Monday, April 5 2010

Front dustjacket illustration of Brian Sibley’s biography of the Rev Wilbert Awdry, The Thomas the Tank Engine Man, published by Heinemann in 1995.

Writing in The Daily Telegraph Lucinda Everett has just published her list of The 20 greatest children’s books ever. The list includes many perennial  favourites such as Kenneth Graham’s Wind in the Willows, Edith Nesbitt’s The Railway Children and Arthur Ransome’s Swallows and Amazons. Modern works include Roald Dahl’s Charlie and the Chocolate Factory, JK Rowling’s Harry Potter series and Philip Pullman’s Dark Materials trilogy.

Missing from Ms Everett list are such best sellers as Frances Hodgson Burnett’s The Secret Garden, Philippa Pearce’s Tom’s Midnight Garden or Lemony Snicket’s A series of unfortunate events. Sadly, but predictably, the works of the 20th century’s best selling children’s author are never included on such lists. By the time the Reverend Wilbert Awdry died in March 1997, over 50 million books had been published all around the world featuring Thomas the Tank Engine or the other locomotives of the Isle of Sodor. Today the figure must surely be over 60 million.

Three generations of British railway enthusiasts have been weaned on Thomas. Thanks to the spin off TV series by Britt Allcroft children learn to distinguish between its various engine heroes before they learn to read. The Rev W Awdry was a stickler for realism and the mishaps suffered by his engines were gleaned from careful study of The Railway Gazette. If you read in one of his stories that an engine fell down a disused mine, or had a fish in its water tank, you can be sure that somewhere, on some railway, a similar event had really happened.

In the books these accidents were brought about by the arrogance, stubbornness, jealousy or ambition of the engine involved. The message is clear: misbehaviour leads to suffering or punishment – such as being relegated to shunting – repentance leads to forgiveness. Writing Awdry’s obituary in The Independent Brian Sibley commented, the analogies between the Christian faith and the ways of the railway are obvious: the engines are meant to follow the straight and narrow way and pay the price if they go off the rails. No wonder Awdry enjoyed drawing the parallels between railways and the Church: “Both had their heyday in the mid-19th century; both own a great deal of Gothic-style architecture which is expensive to maintain; both are regularly assailed by critics; and both are firmly convinced that they are the best means of getting man to his ultimate destination.”

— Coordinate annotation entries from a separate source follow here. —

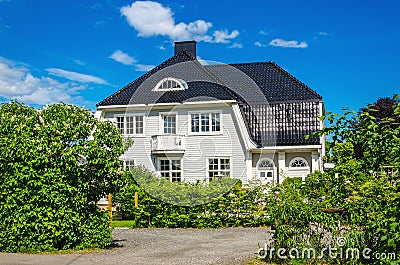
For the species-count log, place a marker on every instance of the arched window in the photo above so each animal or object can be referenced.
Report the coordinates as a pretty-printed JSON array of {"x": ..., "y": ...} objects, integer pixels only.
[
  {"x": 265, "y": 169},
  {"x": 298, "y": 162},
  {"x": 171, "y": 84}
]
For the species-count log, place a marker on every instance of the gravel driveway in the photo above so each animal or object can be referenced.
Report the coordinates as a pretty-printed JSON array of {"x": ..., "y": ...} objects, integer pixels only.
[{"x": 161, "y": 246}]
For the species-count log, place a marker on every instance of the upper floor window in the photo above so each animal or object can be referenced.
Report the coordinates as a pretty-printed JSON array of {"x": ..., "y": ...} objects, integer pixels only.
[
  {"x": 205, "y": 122},
  {"x": 130, "y": 125},
  {"x": 169, "y": 123},
  {"x": 171, "y": 84},
  {"x": 298, "y": 162},
  {"x": 170, "y": 169},
  {"x": 218, "y": 168},
  {"x": 265, "y": 169}
]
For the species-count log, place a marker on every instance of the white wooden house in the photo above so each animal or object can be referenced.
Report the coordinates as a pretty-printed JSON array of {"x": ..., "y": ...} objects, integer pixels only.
[{"x": 193, "y": 121}]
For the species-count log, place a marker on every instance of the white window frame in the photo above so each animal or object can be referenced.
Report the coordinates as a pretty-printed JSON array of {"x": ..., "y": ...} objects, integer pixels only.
[
  {"x": 307, "y": 167},
  {"x": 161, "y": 125},
  {"x": 210, "y": 132},
  {"x": 126, "y": 166},
  {"x": 266, "y": 171},
  {"x": 219, "y": 166},
  {"x": 134, "y": 124},
  {"x": 170, "y": 171},
  {"x": 183, "y": 85}
]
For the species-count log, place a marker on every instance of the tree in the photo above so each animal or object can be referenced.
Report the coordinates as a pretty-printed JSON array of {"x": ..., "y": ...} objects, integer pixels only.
[
  {"x": 55, "y": 164},
  {"x": 358, "y": 200}
]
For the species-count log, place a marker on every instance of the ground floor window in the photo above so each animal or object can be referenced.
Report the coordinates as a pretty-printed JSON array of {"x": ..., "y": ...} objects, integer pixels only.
[
  {"x": 170, "y": 169},
  {"x": 218, "y": 168},
  {"x": 265, "y": 169},
  {"x": 129, "y": 164}
]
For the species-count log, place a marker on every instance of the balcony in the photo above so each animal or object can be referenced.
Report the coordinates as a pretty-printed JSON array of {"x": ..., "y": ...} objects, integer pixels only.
[{"x": 167, "y": 144}]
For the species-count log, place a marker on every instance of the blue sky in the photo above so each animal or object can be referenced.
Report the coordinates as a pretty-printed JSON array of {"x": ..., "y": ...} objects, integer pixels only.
[{"x": 80, "y": 52}]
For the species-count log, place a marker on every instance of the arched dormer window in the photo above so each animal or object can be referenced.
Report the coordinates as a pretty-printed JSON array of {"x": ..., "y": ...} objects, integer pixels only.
[
  {"x": 298, "y": 163},
  {"x": 171, "y": 84}
]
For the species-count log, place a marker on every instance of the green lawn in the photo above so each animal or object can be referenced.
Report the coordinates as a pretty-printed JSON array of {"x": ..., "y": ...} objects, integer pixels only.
[{"x": 123, "y": 223}]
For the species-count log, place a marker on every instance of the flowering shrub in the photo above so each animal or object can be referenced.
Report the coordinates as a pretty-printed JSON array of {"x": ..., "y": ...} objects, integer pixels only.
[
  {"x": 358, "y": 201},
  {"x": 195, "y": 205}
]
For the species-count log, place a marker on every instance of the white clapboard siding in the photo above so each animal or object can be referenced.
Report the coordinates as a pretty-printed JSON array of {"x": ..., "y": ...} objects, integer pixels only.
[{"x": 198, "y": 148}]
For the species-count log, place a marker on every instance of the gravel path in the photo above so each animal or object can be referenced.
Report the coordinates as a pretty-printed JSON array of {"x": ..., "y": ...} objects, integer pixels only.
[{"x": 161, "y": 246}]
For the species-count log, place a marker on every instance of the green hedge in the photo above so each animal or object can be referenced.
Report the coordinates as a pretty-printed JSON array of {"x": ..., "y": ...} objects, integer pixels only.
[{"x": 48, "y": 194}]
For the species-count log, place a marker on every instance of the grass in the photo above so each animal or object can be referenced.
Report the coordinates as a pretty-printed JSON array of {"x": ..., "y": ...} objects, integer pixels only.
[{"x": 123, "y": 223}]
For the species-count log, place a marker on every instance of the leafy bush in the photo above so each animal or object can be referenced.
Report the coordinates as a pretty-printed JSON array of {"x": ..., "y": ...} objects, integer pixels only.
[
  {"x": 235, "y": 207},
  {"x": 55, "y": 164},
  {"x": 358, "y": 201}
]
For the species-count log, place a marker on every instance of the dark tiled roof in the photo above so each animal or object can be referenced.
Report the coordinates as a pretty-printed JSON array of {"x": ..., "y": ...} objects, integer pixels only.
[
  {"x": 201, "y": 85},
  {"x": 275, "y": 83},
  {"x": 251, "y": 82},
  {"x": 257, "y": 87}
]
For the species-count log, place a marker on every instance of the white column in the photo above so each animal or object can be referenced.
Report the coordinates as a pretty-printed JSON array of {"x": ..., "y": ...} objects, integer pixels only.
[
  {"x": 281, "y": 165},
  {"x": 249, "y": 165},
  {"x": 314, "y": 161}
]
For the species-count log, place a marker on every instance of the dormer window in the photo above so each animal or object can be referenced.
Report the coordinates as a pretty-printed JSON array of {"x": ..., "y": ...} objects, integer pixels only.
[{"x": 171, "y": 84}]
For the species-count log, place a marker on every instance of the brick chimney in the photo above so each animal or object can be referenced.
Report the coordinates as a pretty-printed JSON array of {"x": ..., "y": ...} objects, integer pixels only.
[{"x": 188, "y": 46}]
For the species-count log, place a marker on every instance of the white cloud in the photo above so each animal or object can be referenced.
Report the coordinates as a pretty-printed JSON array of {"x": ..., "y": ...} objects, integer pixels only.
[
  {"x": 288, "y": 43},
  {"x": 236, "y": 45},
  {"x": 17, "y": 82},
  {"x": 74, "y": 76},
  {"x": 143, "y": 67},
  {"x": 153, "y": 19},
  {"x": 223, "y": 36},
  {"x": 77, "y": 61},
  {"x": 123, "y": 58},
  {"x": 259, "y": 44},
  {"x": 264, "y": 32}
]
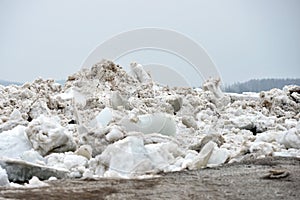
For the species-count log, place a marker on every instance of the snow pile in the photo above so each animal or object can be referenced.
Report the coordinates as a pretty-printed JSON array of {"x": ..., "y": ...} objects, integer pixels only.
[{"x": 106, "y": 123}]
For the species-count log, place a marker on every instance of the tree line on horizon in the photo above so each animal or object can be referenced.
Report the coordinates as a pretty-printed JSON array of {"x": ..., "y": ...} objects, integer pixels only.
[{"x": 258, "y": 85}]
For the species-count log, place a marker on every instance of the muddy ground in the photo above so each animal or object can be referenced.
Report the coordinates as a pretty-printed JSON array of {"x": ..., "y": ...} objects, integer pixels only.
[{"x": 268, "y": 178}]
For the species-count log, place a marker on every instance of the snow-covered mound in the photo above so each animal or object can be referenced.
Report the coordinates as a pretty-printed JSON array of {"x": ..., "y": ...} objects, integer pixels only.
[{"x": 106, "y": 123}]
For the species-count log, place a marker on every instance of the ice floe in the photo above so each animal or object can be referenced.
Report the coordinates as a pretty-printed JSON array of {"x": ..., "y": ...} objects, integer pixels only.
[{"x": 104, "y": 122}]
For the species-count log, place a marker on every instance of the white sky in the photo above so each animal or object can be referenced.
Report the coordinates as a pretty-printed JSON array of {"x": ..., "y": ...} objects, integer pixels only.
[{"x": 246, "y": 39}]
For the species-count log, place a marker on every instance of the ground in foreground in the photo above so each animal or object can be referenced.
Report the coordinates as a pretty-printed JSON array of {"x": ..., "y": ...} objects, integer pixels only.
[{"x": 268, "y": 178}]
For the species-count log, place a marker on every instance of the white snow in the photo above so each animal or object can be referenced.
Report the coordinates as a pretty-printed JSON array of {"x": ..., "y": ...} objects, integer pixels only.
[{"x": 105, "y": 123}]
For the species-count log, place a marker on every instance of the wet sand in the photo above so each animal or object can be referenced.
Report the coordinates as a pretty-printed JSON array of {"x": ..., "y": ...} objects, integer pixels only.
[{"x": 268, "y": 178}]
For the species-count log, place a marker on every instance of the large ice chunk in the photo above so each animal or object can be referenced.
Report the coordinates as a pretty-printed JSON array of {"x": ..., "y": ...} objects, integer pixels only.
[
  {"x": 47, "y": 135},
  {"x": 14, "y": 143}
]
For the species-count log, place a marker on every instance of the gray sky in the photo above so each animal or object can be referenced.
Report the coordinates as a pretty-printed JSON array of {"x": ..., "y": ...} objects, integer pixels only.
[{"x": 246, "y": 39}]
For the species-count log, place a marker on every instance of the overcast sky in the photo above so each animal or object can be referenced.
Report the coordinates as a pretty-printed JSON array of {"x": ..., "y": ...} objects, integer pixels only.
[{"x": 246, "y": 39}]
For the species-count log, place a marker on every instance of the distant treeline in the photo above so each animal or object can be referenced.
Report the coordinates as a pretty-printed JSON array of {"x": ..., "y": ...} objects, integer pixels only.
[{"x": 258, "y": 85}]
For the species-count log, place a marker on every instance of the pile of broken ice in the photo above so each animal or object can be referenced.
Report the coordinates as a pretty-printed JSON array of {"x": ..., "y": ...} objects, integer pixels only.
[{"x": 106, "y": 123}]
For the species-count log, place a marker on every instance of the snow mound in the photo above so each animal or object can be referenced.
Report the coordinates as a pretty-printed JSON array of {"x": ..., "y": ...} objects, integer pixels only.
[{"x": 106, "y": 123}]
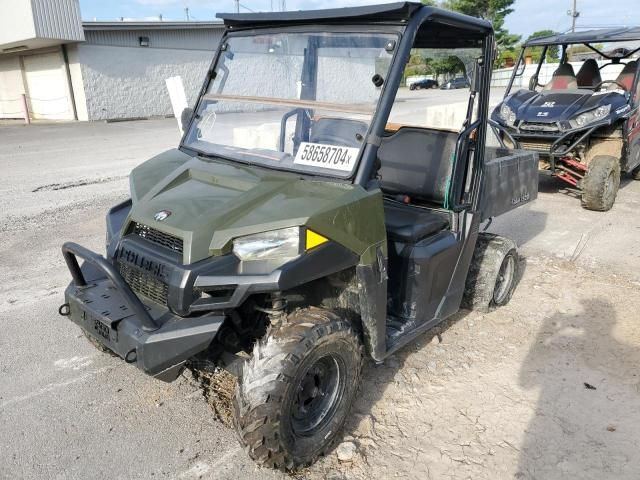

  1. It’s a very long time since I read any of the “Railway Series” – as a small child, I actually didn’t like the books much; I took railways with great seriousness, and got upset at any mishap on them, which the good Reverend recounted. From what I remember, though (and fair enough, they were aimed first and foremost at young children, so he kept things simple): the more thorny thickets were avoided – such matters as “bad things happening to good engines”, or eternal damnation (being under the scrapper’s torch over and over again throughout eternity?).

  2. In the closing paragraphs of Awdry’s biography Sibley quotes Awdry saying this about his engines, Like us humans, they go their own way and inevitably come to a sticky end. Then the offender has to show that he is sorry and accept his punishment. But, the point is, they are punished, but they are NEVER scrapped.

  3. “Look at me,” wheeshed James. “I’m a splendid red engine!”

    We know what will happen next.

    “I see you’ve learnt your lesson, James” said the Fat Controller.

    It’s not for nothing that the Rev W Awdry was Britain’s greatest 20th Century mystical philosopher.

    To the Seven Deadly Sins, the Rev W Awdry added Cheekiness. “Poof! Do you smell what I smell?” asked Thomas.

    And took away lust. (Unless I missed “Get your knockers out, Daisy!” panted Gordon.)

    ‘NEVER scrapped’ – but wasn’t there that American narrow-gauge engine that didn’t give a dime for smooth running and rode rough-shod, who had his wheels removed? (I found that shocking as a child).

    • ‘NEVER scrapped’ – but wasn’t there that American narrow-gauge engine that didn’t give a dime for smooth running and rode rough-shod, who had his wheels removed?

      There was indeed! Based on Baldwin 590 of the Welsh Highland Railway.

  4. Mention of Daisy brings to mind, that feminists have spoken against the “Railway Series”, for its being a highly male-chauvinist scene. All the locos are male; the coaches are female, and thus meekly follow … and I seem to recall that Daisy the diesel railcar is a bit of a pain – forever whingeing that she is “highly sprung”, and that various things are “bad for her swerves”… Well, you can’t please everybody ; and it’s unlikely that gaining the approval of feminists, was high on the Rev.’s agenda.